Bank of Canada Governor Mark Carney should be congratulated for informing Canada that the emperor has no clothes. The emperor, in this case, is the Canadian corporate elite.
Carney recently had the nerve to say what everyone on Bay Street knows: the largest Canadian corporations are doing a teribble job at increasing productivity and therefore at raising Canadian living standards and competing internationally. He noted that productivity had actually declined through the recession when during literally every other recession it has gone up.
He left no doubt who was responsible: “In general, while there is always more to do, governments have put in place conditions for a productivity revival. Business, thus far, has disappointed.”
Governments since Brian Mulroney’s have given Bay Street virtually everything they have asked for: the lowest corporate taxes in the developed world; twenty years of “labour flexibility” which has flat-lined wages since 1980; massive deregulation; a plethora of free trade agreements; huge cuts to EI – the whole corporate wish-list.
None of it has made one iota of difference except that Canadian corporations have a tonne of cash sitting in their coffers, cash they were supposed to spend on innovation, technology, training and – gawd forbid – taking risks.
But as study after study has shown, Canadian corporations are amongst the most risk-averse anywhere.
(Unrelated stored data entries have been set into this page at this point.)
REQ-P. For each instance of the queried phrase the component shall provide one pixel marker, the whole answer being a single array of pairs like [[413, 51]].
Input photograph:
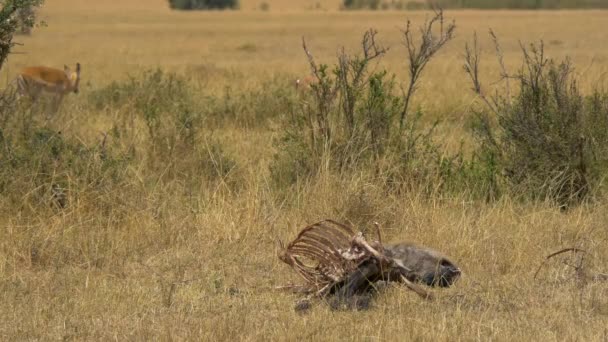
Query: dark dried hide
[[334, 259]]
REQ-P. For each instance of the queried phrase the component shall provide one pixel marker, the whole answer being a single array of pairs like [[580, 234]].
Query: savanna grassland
[[149, 207]]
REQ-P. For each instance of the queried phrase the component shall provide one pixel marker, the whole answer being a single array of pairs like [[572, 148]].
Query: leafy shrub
[[375, 4], [354, 118], [203, 4]]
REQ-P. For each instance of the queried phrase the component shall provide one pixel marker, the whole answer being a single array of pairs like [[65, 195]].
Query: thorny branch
[[418, 57]]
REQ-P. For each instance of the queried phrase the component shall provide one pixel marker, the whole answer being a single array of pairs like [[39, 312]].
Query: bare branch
[[418, 57]]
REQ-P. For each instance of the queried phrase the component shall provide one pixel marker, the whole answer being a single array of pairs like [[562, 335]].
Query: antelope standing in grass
[[32, 81]]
Doug Porter, when he was BMO Nesbitt Burns deputy chief economist, pointed out that free trade had not lived up to its promises. “The main reason for pushing for the FTA in the ‘80s was very similar reasoning and, of course, we have seen Canadian productivity still lag well behind that of the US.”
Porter attributed the problem to two very different business cultures: “The US is just much more entrepreneurial.” Two studies on competitiveness (1991 and 2001) by Harvard Business School’s Michael E. Porter agreed: “The absence of intense local rivalry combined with customers who were not demanding produced weak pressures for firm productivity and upgrading … Research uncovered key weaknesses in the sophistication of company operations and strategy.” Canadian firms that did “compete” internationally took the easy way out – exporting almost exclusively to the US and relying on “…natural resource advantages or lower labour costs than other G-7 competitors instead of sophisticated products and processes.”
And it’s actually gotten worse since corporations got all those tax cuts. In 1998 the World Economic Forum’s Global Competitiveness Report ranked Canada as sixth in the world but that dipped to 12th by 2004. While we have managed to get back to 9th in 2009-2010 (the US ranks number two) it had little to do with Canadian companies taking on the world. We still lag badly in terms of investment in new equipment, technology and sophisticated training.
The almost exclusive focus on the US market – when it is the emerging markets that show almost all the growth – suggests that Canadian business is incapable on its own of adapting to a new world. Even former World Bank president Jim Wolfensohn expressed surprise that Canada sent just six per cent of its exports in 2005 to the huge and growing markets like China, India, Brazil and South Africa.
Mark Carney’s broadside apparently reflects the government’s concern about anemic future economic growth. But it is the Harper government that has the most radical “get out of the way of business” approach to the economy. It’s deliberate gutting of federal revenues through huge tax cuts to both the wealthy and corporations will have a major long-term impact on productivity and competitiveness. The deterioration of infrastructure, the fading of pure science that feeds technology, the lack of incentives for the alternative energy sector – all of these problems are exacerbated by Conservative policy.
Canadian corporate culture is not going to change over night. That fact alone dictates that the government has to reinstate a robust industrial policy that kick-starts a new economy focused on alternative energy technology, innovation and trade with growing economies. That means taking back the tax cuts and using the money to guide the economy.